日刊ニュース

2014.07.03 のニュース

いまこそ元売販社が率先を

 ガソリン小売価格が9週連続で上昇し、消費税込みの全国平均のレギュラー価格が167・4円となった。一般紙やテレビなどではしきりにガソリン価格の高騰が報じられており、値上がりした店頭看板や、消費者の困惑顔での「なんとか安くならないか」というコメントなどが映し出される。
 原油高騰や小売価格の上昇時には同じパターンで報道されているから、いつものことではあるのだが、こうした報道が繰り返されるたびに消費者の節約意識が高まり、需要減をさらに加速させる方向に向かうのが販売業界にとってはつらい。
 仕切価格が連続して値上がりしているのだから、わが販売業界はしっかりと上昇分を小売価格に乗せていかなければならないのだが、直接、お客さんと接している店頭の現場ではそう簡単ではない。

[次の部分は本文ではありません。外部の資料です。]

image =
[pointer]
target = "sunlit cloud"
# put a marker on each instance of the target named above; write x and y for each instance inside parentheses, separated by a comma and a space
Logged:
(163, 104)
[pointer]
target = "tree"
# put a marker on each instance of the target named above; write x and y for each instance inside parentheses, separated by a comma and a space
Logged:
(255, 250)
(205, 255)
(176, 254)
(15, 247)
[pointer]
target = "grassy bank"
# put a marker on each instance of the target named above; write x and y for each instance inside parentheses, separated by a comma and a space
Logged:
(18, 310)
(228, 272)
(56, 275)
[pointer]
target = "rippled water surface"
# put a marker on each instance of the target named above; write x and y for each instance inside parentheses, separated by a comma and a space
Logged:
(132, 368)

いま、全国のSS店頭で経営者やスタッフが、お客さんの「高くなったねえ」「なんとかならないの」などの言葉に気鬱になっているのが実情だ。
 しかし、それでもコスト転嫁は絶対に果たさなければ、SS経営そのものが継続できなくなる。先週の木村康石油連盟会長が記者会見で「小売価格への転嫁は(消費者・需要家に)お願いせざるを得ない」と訴えたように、業界全体がこの原油高騰に対応した行動を取るべきである。特に、いまやわが国のガソリン販売量の2割以上を販売している元売販売子会社が、このコスト転嫁に毅然とそして率先して臨むべきである。

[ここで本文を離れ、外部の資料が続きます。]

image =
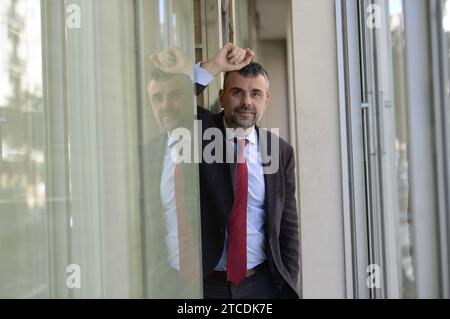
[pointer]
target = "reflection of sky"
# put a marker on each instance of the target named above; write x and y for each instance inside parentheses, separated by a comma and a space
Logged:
(446, 19)
(29, 48)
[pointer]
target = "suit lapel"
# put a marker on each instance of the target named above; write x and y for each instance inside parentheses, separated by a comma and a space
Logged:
(270, 180)
(228, 150)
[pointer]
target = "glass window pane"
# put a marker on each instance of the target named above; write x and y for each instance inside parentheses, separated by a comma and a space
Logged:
(78, 192)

 かつて元売は、特約店に製品を卸しその代金を特約店から回収すれば良かった。小売市場でのコスト転嫁は特約店や販売店の責任であり、その分、元売の市況に絡むリスクは少なかった。しかし、いま元売は、販売子会社を通して流通市場に進出し、コスト上昇時の小売価格への転嫁の難しさなども直接肌で感じているはずだ。
 そのガソリン流通の最前線で、シェアを急速に伸ばしている販売子会社が率先してコスト転嫁に取り組むことは、特約店や販売店に勇気を与えることになるのである。
 原油高騰は世界経済にも影響を及ぼしている。そうした中、日本の石油業界が内向きの競争をしている場合ではないはず。販売子会社が、流通系やPB系などの量販店と廉売競争している場合でもない。原油コストの変動に際して、きちんと利益の出るようなビジネスにしていくのが小売に進出した元売の役割である。